The fire that indefinitely closed a Tyson Fresh Meats plant in Kansas sent prices for individually packaged beef and cattle futures rising in the ensuing weeks. Choice packaged beef climbed 11% to $239.87 per hundredweight two weeks after the fire. The price has since dropped lower than $214.

Cattle futures also reacted dramatically to the fire and have since recovered, with prices for cattle fattened in feedlots and ready for slaughter taking the "biggest hit," Peel said. That was expected because of the sudden closure of the processing plant, he said.

Prices for feedlot-fattened cattle dropped more than 5% to $106.68 per hundredweight in the week after the fire, data show, and later bottomed out five weeks after the fire at $100.07 before recovering. They were $107.12 by the first week October.

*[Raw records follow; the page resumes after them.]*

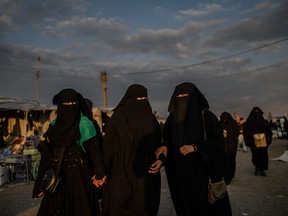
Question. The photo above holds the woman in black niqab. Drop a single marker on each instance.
(256, 124)
(76, 194)
(193, 156)
(231, 132)
(131, 138)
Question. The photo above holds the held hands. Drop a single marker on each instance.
(161, 150)
(39, 195)
(186, 149)
(155, 167)
(98, 183)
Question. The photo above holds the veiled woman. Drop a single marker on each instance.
(82, 161)
(256, 124)
(132, 136)
(231, 132)
(194, 138)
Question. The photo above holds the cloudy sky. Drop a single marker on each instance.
(236, 52)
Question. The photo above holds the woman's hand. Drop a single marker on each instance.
(186, 149)
(39, 195)
(161, 150)
(98, 183)
(155, 167)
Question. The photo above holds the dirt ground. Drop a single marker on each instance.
(249, 195)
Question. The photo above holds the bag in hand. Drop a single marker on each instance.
(216, 191)
(260, 140)
(49, 182)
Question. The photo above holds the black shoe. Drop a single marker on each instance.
(227, 182)
(257, 172)
(262, 173)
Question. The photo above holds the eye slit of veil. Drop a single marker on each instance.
(141, 98)
(70, 103)
(183, 95)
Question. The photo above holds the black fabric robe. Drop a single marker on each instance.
(75, 195)
(188, 176)
(257, 124)
(129, 150)
(231, 144)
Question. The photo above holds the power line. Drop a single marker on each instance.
(217, 76)
(208, 61)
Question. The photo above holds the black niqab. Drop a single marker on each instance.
(187, 112)
(256, 121)
(66, 128)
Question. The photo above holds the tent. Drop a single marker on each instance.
(24, 118)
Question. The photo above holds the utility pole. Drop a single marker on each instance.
(37, 79)
(104, 82)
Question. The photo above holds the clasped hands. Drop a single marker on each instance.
(156, 166)
(186, 149)
(98, 183)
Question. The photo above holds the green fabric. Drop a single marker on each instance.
(87, 130)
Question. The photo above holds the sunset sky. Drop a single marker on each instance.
(236, 52)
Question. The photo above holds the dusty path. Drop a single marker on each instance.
(250, 195)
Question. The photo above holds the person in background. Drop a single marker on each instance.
(2, 141)
(231, 133)
(256, 126)
(195, 153)
(131, 152)
(241, 142)
(72, 129)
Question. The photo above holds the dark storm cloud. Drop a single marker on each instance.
(256, 28)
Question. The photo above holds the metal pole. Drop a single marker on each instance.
(37, 79)
(104, 82)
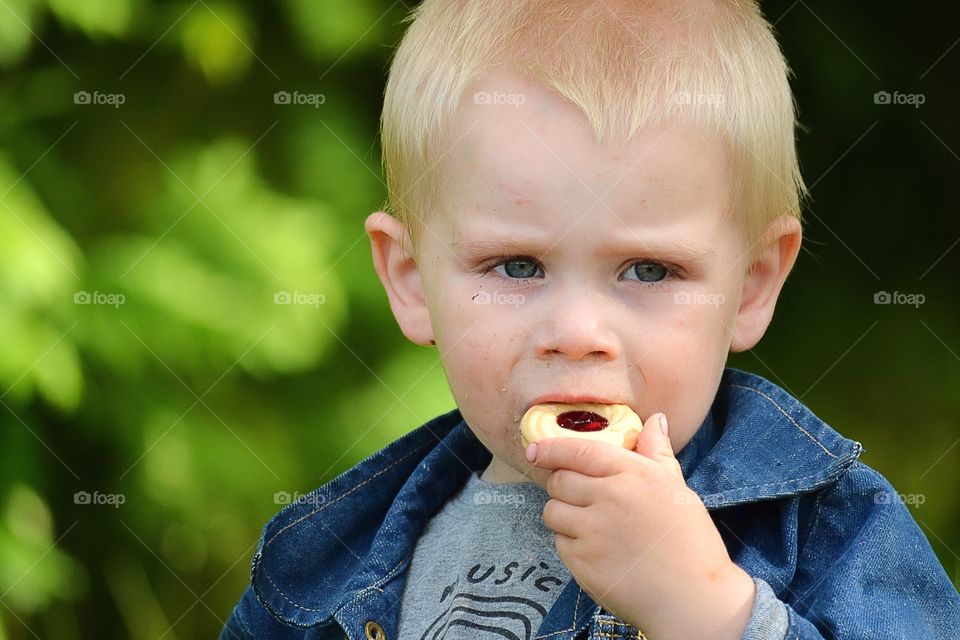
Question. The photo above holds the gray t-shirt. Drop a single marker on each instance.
(484, 567)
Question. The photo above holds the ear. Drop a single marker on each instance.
(780, 244)
(400, 277)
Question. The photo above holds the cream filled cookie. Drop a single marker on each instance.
(613, 423)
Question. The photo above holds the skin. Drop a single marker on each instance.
(638, 286)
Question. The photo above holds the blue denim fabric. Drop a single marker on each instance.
(794, 506)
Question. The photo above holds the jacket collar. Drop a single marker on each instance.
(344, 546)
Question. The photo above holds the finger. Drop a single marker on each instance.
(589, 457)
(654, 442)
(562, 518)
(570, 487)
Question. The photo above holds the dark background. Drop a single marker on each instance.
(203, 406)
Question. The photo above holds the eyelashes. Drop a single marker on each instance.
(521, 269)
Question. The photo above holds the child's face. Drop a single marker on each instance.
(558, 270)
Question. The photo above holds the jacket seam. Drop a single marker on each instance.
(786, 415)
(307, 516)
(573, 624)
(303, 518)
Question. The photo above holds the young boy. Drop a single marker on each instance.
(595, 201)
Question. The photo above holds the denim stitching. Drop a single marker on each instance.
(573, 625)
(343, 495)
(787, 415)
(374, 586)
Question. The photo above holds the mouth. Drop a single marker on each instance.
(569, 398)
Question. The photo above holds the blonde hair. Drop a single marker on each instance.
(627, 64)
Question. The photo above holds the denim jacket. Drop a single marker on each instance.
(793, 505)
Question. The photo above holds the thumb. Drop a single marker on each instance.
(654, 440)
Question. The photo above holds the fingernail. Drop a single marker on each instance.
(531, 452)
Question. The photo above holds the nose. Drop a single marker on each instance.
(577, 325)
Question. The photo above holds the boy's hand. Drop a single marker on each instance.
(638, 540)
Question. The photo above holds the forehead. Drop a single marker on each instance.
(517, 144)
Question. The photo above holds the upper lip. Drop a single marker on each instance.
(571, 398)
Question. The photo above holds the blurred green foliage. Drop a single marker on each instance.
(193, 332)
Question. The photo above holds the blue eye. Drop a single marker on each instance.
(648, 271)
(519, 268)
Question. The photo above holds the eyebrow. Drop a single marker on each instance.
(507, 246)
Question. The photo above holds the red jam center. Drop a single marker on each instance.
(581, 421)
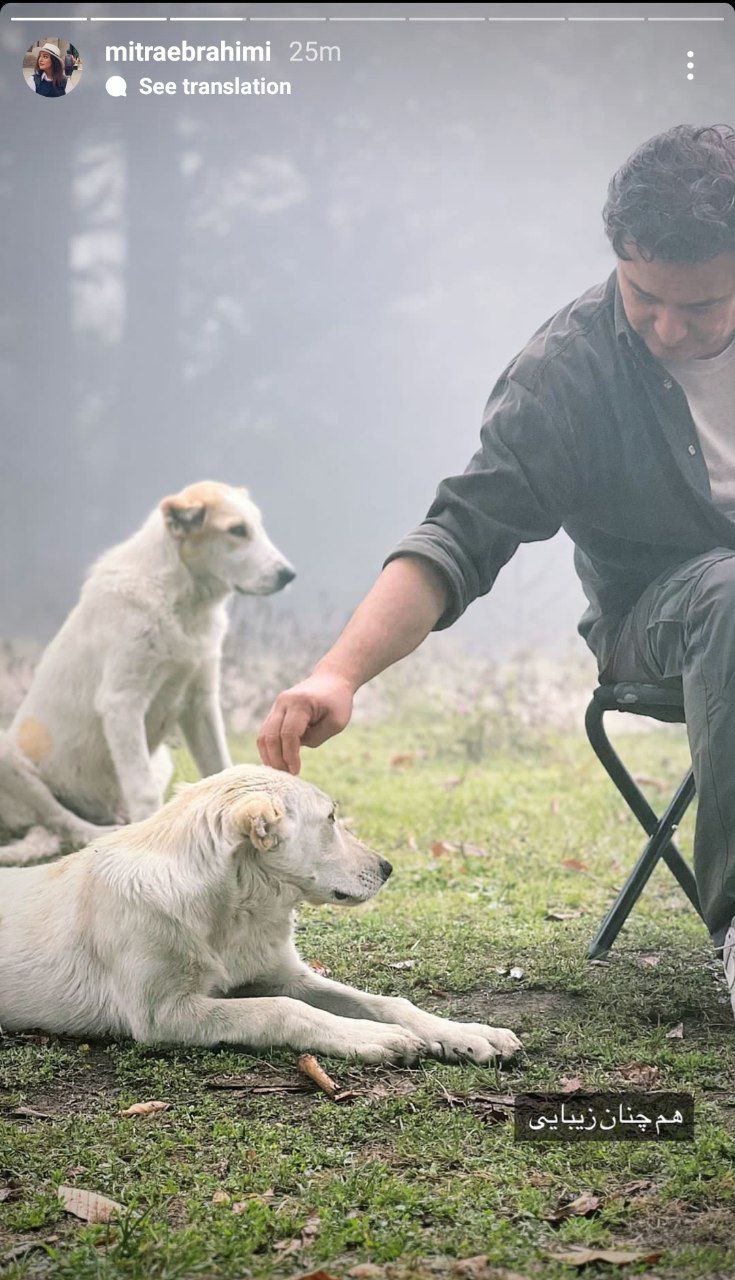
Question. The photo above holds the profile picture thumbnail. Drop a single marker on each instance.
(51, 67)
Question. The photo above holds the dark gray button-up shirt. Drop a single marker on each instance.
(585, 432)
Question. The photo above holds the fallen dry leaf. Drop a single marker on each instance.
(255, 1084)
(639, 1074)
(316, 1275)
(479, 1269)
(310, 1068)
(580, 1256)
(570, 1083)
(583, 1206)
(475, 1269)
(146, 1109)
(309, 1232)
(640, 1184)
(90, 1206)
(261, 1197)
(491, 1107)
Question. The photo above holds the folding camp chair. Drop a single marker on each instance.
(661, 704)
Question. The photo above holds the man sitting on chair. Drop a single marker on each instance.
(616, 423)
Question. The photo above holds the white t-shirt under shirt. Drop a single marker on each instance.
(710, 389)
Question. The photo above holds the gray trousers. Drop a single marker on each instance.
(681, 632)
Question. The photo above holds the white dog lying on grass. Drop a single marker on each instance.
(150, 929)
(136, 657)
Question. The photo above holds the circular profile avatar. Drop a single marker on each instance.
(51, 68)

To counter the effects of the plant's closure, feedlots and packing plants resorted to "significant logistical contortions" to reroute cattle to other facilities, Peel said, a process that continues.

After the market price fluctuations, the U.S. Department of Agriculture's packers and stockyards division opened an investigation into the matter to see if there is any evidence of collusion, price manipulation or other unfair practices.

The Tyson plant in Holcomb, Kan., received heavy fire damage on Aug. 8, causing it to close indefinitely and idling some 3,800 workers. That resulted in an immediate loss of beef in wholesale markets, which left beef buyers scrambling and Tyson in a bind to meet contractual obligations, Peel said.

After the plant's closure, Tyson's Fresh Meats President Steve Stouffer said the company would provide "guaranteed pay" to workers until the plant is operational again.

The plant can process about 6,000 head of cattle per day, or 15% to 25% of Tyson's total beef capacity, according to a Stephens Inc. analysis.

There are plans to rebuild the plant, but Tyson has not said when it will reopen.

Peel estimated that tight packing capacity will continue to restrict prices for feedlot-fattened cattle somewhat, but it appears the industry has avoided more serious pitfalls.

"Certainly there are impacts and additional costs still being incurred by buyers and sellers to deal with the impacts of the closed packing plant," Peel said. "Though some in the industry were surprised and frustrated with market reactions after the fire, the type and duration of price behavior are exactly what is predicted by market economics."